This Valentine season, not even animals can escape cupid's arrows. This, at least, is the case with female elephants, known as cows, and rhinos in Dudhwa National Park (DNP), about 250km from here.
Two tame cows, who are put to use by the national park for patrolling, recently eloped with wild tuskers. While one has come back, foresters are anxiously await the other's return.
In another case, a love triangle has led to a tragedy in the woods where a female rhino's capers with two young brothers led to a bloody duel between her suitors, ultimately resulting in one's death.
DNP deputy director Dr VK Singh has confirmed the episodes. The cows, Sulochna and Chameli, had gone out for a stroll in the forest with their newborns Vinayak and Suheli. They had been on a month-long "maternity leave", (they were relieved from patrolling duty) as they had recently given birth. While ambling around, they came in contact with a herd of wild tuskers, whose charms they couldn't resist.
The cows, says Dr Singh, followed the wild males deep into the woods. While Chameli came back to her post the next day with her calf, Sulochna is yet to return.
"There is nothing extraordinary about tame cows making away with wild tuskers. They return to their native place after some time," says Wildlife Trust of India deputy director and elephant expert Dr Sandeep Tiwari. He said he had also come across similar instances in Kaziranga National Park.
In another case of Valentine fever, rhino brothers Nakul and Sahdev fought a bloody battle to win the pleasure of the company of a female, who had been playing amorous games with both of them in a (literally) wild version of two-timing. Foresters say the duel carried on for over three days as the female watched on from a distance. Finally, Sahdev succumbed to his grievous injuries and Nakul walked off into the forest with his trophy wife.

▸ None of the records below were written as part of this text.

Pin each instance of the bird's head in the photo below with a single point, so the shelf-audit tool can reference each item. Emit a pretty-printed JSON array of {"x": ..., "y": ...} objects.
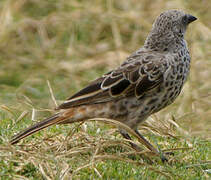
[
  {"x": 168, "y": 29},
  {"x": 175, "y": 21}
]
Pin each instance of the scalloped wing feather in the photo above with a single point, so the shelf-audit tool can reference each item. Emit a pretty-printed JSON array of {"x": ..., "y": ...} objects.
[{"x": 133, "y": 78}]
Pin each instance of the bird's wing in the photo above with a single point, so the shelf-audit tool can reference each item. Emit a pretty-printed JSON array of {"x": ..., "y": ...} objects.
[{"x": 139, "y": 74}]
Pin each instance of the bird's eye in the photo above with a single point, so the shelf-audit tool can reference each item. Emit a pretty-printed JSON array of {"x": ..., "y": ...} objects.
[{"x": 185, "y": 19}]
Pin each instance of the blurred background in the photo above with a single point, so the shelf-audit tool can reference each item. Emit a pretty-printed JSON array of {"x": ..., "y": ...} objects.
[
  {"x": 70, "y": 43},
  {"x": 60, "y": 46}
]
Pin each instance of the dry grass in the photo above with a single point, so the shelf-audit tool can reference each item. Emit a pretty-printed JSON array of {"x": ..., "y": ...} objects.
[{"x": 69, "y": 43}]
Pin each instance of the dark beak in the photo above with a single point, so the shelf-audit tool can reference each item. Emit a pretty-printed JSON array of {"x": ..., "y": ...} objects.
[{"x": 190, "y": 18}]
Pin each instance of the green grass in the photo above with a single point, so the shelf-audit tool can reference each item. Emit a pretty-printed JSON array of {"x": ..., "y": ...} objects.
[{"x": 71, "y": 43}]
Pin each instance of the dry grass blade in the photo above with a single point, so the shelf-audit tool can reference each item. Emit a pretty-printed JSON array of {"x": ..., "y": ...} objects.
[{"x": 129, "y": 130}]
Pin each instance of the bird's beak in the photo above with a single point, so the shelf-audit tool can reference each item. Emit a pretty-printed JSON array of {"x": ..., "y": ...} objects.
[{"x": 191, "y": 18}]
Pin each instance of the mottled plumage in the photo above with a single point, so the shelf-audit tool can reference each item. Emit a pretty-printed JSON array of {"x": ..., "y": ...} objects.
[{"x": 149, "y": 80}]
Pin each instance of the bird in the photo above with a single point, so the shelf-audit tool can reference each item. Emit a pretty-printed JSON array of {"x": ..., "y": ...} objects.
[{"x": 148, "y": 80}]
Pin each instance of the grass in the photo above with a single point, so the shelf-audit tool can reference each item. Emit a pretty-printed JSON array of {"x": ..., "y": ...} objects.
[{"x": 69, "y": 43}]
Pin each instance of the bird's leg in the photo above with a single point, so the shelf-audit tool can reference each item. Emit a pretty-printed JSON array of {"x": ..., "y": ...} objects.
[{"x": 150, "y": 146}]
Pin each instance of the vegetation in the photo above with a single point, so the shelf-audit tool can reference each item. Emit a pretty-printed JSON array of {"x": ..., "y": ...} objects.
[{"x": 62, "y": 45}]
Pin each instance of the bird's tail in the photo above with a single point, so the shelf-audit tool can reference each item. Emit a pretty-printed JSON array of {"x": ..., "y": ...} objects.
[{"x": 38, "y": 126}]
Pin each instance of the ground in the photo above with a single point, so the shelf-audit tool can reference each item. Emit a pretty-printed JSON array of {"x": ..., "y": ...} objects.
[{"x": 61, "y": 46}]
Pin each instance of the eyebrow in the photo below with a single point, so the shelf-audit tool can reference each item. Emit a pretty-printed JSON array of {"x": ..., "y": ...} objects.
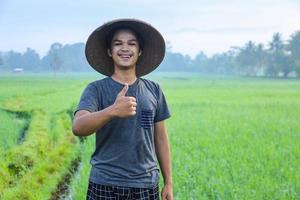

"This is the season of love for animals as much as it is for us," says famous filmmaker Mike Pandey, who is known for his award-winning documentaries on the environment and wildlife. "Whether it is elephants, rhinos, tigers or other wild animals, this is the time of the year when they are ready for mating," he says.
With Sahdev's death, the rhino count in DNP has dropped to 31. Apart from the northeast, the national park is the only place in India where rhinos are found.